Four years ago, however, scientists from Forschungszentrum Jülich discovered a method based on a completely different principle. Scanning quantum dot microscopy involves attaching a single organic molecule—the "quantum dot" - to the tip of an atomic force microscope. This molecule then serves as a probe. "The molecule is so small that we can attach individual electrons from the tip of the atomic force microscope to the molecule in a controlled manner," explains Dr. Christian Wagner, head of the Controlled Mechanical Manipulation of Molecules group at Jülich's Peter Grünberg Institute (PGI-3).
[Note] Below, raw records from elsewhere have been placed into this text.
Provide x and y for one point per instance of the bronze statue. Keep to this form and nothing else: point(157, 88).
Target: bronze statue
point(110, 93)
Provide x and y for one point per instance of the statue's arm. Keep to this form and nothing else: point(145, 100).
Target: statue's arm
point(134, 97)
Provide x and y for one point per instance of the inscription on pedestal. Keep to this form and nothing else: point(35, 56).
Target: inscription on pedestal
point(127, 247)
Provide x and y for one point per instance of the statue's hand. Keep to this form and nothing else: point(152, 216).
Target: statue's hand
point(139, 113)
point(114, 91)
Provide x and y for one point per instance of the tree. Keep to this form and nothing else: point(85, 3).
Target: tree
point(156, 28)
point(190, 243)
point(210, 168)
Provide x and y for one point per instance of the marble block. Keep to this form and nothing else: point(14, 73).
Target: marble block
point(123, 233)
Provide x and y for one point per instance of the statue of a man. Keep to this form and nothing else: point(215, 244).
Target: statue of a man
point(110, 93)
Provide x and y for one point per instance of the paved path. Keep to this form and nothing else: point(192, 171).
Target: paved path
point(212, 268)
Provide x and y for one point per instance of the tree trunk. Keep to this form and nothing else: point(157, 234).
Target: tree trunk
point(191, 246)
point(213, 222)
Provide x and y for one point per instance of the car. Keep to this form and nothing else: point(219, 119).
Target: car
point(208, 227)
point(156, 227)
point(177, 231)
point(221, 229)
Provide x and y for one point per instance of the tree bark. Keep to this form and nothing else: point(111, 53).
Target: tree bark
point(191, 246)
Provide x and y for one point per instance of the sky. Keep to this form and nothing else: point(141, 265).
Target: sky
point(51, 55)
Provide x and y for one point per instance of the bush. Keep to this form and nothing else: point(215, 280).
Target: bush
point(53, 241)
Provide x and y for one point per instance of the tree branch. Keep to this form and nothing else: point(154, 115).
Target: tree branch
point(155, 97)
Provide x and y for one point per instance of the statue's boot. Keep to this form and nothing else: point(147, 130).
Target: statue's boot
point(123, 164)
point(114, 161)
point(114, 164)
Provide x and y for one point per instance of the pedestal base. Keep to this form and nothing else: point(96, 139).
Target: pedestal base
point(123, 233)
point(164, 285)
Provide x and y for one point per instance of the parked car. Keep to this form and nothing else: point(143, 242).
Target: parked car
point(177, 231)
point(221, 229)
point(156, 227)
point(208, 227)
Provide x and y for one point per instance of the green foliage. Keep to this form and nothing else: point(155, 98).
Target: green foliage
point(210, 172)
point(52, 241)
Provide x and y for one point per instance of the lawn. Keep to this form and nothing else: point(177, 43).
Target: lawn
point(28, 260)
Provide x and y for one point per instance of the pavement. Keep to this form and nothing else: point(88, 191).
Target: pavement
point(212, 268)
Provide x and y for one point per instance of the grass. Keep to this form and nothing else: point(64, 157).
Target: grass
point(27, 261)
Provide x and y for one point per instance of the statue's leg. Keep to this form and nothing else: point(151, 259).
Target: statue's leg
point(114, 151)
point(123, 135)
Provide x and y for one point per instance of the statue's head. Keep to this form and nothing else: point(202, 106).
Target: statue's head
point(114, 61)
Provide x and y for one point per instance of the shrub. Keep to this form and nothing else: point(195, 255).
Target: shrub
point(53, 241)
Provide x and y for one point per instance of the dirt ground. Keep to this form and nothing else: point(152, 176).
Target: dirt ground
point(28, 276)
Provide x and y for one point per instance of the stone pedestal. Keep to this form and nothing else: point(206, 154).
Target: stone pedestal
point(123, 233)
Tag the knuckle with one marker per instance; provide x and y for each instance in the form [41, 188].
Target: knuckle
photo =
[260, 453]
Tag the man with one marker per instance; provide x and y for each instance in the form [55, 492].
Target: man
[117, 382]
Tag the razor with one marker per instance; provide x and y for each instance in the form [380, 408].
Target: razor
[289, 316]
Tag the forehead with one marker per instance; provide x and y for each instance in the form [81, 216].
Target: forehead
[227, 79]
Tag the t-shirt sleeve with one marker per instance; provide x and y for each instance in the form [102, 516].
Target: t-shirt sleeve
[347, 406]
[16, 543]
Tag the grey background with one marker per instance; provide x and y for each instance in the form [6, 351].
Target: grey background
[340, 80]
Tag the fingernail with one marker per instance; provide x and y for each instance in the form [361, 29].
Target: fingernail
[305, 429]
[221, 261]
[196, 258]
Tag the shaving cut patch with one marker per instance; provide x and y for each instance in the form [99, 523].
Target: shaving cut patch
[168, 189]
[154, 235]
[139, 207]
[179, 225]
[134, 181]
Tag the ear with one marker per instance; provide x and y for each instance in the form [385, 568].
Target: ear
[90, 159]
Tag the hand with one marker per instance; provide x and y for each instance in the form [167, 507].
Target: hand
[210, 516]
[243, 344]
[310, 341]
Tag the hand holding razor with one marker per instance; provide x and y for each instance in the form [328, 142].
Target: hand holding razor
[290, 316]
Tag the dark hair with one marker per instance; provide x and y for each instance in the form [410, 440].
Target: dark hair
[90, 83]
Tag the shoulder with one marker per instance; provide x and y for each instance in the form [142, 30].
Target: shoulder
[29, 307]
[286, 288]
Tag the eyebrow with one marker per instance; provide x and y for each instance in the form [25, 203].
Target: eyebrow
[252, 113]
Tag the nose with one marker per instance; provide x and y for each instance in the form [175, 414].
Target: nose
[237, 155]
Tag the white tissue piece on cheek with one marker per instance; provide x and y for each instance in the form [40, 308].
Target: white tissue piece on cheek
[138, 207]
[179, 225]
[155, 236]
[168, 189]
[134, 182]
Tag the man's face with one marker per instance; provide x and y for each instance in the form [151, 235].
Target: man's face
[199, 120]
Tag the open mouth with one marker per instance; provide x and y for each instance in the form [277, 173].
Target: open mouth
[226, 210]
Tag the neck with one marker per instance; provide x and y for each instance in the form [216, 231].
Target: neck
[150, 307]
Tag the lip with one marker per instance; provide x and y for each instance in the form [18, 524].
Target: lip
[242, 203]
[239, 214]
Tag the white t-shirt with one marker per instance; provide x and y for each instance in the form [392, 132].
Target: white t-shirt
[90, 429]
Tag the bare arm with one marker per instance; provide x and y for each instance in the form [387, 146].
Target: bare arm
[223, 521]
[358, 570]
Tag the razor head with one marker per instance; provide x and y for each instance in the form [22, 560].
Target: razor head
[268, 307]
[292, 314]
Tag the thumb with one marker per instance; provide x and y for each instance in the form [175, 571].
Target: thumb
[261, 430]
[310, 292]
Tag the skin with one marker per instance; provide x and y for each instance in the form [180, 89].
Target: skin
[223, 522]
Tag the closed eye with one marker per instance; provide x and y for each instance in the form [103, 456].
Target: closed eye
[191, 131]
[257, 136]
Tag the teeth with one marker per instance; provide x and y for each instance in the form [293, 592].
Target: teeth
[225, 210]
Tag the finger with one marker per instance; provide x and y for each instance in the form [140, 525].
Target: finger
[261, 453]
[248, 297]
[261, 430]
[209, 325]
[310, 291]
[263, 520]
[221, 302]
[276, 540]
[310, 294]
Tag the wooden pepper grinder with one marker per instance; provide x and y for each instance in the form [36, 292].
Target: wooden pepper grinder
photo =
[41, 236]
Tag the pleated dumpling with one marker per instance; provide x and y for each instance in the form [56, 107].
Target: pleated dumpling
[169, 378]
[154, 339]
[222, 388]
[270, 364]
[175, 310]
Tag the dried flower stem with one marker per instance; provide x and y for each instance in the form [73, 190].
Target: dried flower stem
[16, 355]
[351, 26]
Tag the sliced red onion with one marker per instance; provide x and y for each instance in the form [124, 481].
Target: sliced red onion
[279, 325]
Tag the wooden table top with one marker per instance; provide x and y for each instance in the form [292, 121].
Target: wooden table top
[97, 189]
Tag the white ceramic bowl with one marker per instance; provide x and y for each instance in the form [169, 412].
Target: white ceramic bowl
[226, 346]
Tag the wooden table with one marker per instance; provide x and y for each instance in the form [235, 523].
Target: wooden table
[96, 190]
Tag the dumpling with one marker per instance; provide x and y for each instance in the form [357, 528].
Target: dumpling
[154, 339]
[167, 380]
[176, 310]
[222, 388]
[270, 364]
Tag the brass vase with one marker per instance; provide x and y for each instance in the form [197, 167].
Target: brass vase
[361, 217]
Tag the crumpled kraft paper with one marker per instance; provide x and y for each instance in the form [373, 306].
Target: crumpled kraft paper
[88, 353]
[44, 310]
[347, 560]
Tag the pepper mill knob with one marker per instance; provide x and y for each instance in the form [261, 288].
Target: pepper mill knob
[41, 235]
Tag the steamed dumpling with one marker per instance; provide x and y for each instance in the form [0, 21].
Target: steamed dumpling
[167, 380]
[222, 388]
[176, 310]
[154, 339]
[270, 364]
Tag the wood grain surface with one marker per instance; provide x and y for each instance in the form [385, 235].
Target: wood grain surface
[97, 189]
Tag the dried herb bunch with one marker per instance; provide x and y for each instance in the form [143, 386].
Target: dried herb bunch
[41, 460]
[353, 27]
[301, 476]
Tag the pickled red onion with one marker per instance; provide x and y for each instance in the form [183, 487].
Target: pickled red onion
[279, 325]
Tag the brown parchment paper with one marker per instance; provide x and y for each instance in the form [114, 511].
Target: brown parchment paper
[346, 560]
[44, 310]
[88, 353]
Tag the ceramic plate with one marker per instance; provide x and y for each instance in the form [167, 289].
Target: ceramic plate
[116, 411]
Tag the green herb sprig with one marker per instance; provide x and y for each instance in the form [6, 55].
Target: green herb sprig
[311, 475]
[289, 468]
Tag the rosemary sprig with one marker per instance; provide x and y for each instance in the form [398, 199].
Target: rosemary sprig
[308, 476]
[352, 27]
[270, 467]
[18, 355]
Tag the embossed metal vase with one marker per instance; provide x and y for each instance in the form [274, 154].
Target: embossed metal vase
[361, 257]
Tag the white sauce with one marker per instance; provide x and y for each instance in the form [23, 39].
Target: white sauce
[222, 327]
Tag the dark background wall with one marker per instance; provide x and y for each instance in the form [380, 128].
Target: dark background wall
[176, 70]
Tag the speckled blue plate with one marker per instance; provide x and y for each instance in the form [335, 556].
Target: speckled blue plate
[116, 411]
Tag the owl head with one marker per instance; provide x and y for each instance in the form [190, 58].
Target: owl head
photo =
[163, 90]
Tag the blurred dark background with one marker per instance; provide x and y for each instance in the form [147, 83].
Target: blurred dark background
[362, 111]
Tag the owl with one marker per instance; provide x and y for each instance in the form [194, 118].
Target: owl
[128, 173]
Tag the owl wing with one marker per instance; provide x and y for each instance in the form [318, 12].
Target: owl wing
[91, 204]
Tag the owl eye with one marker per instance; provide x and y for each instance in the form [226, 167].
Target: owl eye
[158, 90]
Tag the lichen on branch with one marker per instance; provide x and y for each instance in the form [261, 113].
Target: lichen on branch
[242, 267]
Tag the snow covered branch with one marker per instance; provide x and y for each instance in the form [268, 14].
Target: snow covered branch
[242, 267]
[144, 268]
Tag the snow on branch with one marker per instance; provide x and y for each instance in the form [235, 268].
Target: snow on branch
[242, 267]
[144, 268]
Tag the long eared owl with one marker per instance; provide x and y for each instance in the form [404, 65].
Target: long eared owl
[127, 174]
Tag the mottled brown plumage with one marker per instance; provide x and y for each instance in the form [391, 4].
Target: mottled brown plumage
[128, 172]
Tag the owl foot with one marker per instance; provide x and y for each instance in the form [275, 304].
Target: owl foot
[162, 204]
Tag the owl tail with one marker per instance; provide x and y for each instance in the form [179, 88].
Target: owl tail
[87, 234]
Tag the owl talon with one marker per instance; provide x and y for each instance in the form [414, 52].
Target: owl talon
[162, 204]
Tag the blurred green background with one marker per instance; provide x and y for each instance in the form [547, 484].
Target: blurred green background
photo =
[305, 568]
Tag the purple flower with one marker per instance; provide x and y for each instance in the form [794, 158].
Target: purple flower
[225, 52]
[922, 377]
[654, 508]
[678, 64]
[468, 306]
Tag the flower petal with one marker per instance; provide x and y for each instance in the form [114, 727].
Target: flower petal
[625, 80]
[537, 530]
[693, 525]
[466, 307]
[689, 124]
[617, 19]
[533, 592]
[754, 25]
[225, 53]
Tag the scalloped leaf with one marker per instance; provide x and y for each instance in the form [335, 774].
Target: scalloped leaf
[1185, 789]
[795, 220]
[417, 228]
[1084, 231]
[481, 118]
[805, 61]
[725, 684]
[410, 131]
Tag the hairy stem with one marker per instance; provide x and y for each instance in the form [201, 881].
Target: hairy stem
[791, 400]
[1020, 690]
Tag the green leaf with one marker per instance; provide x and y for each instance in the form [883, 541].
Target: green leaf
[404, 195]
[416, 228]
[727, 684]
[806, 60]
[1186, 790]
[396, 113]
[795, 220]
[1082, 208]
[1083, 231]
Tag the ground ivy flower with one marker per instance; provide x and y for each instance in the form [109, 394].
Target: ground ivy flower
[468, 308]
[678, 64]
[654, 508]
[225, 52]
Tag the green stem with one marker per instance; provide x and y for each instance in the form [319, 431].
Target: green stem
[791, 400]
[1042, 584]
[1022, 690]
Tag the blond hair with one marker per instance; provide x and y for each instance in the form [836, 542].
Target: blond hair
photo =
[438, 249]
The researchers immediately recognized how promising the method was and filed a patent application. However, practical application was still a long way off. "Initially, it was simply a surprising effect that was limited in its applicability. That has all changed now. Not only can we visualize the electric fields of individual atoms and molecules, we can also quantify them precisely," explains Wagner. "This was confirmed by a comparison with theoretical calculations conducted by our collaborators from Luxembourg. In addition, we can image large areas of a sample and thus show a variety of nanostructures at once. And we only need one hour for a detailed image."

The Jülich researchers spent years investigating the method and finally developed a coherent theory. The reason for the very sharp images is an effect that permits the microscope tip to remain at a relatively large distance from the sample, roughly 2-3 nanometres - unimaginable for a normal atomic force microscope.

In this context, it is important to know that all elements of a sample generate electric fields that influences the quantum dot and can therefore be measured. The microscope tip acts as a protective shield that dampens the disruptive fields from areas of the sample that are further away. "The influence of the shielded electric fields thus decreases exponentially, and the quantum dot only detects the immediate surrounding area," explains Wagner. "Our resolution is thus much sharper than could be expected from even an ideal point probe."

The Jülich researchers owe the speed at which the complete sample surface can be measured to their partners from Otto von Guericke University Magdeburg. Engineers there developed a controller that helped to automate the complex, repeated sequence of scanning the sample. "An atomic force microscope works a bit like a record player," says Wagner. "The tip moves across the sample and pieces together a complete image of the surface. In previous scanning quantum dot microscopy work, however, we had to move to an individual site on the sample, measure a spectrum, move to the next site, measure another spectrum, and so on, in order to combine these measurements into a single image. With the Magdeburg engineers' controller, we can now simply scan the whole surface, just like using a normal atomic force microscope. While it used to take us 5-6 hours for a single molecule, we can now image sample areas with hundreds of molecules in just one hour."

There are some disadvantages as well, however. Preparing the measurements takes a lot of time and effort. The molecule serving as the quantum dot for the measurement has to be attached to the tip beforehand—and this is only possible in a vacuum at low temperatures. In contrast, normal atomic force microscopes also work at room temperature, with no need for a vacuum or complicated preparations.

And yet, Prof. Stefan Tautz, director at PGI-3, is optimistic: "This does not have to limit our options. Our method is still new, and we are excited for the first projects so we can show what it can really do."

There are many fields of application for quantum dot microscopy. Semiconductor electronics is pushing scale boundaries in areas where a single atom can make a difference for functionality. Electrostatic interaction also plays an important role in other functional materials, such as catalysts. The characterization of biomolecules is another avenue. Thanks to the comparatively large distance between the tip and the sample, the method is also suitable for rough surfaces—such as the surface of DNA molecules, with their characteristic 3D structure.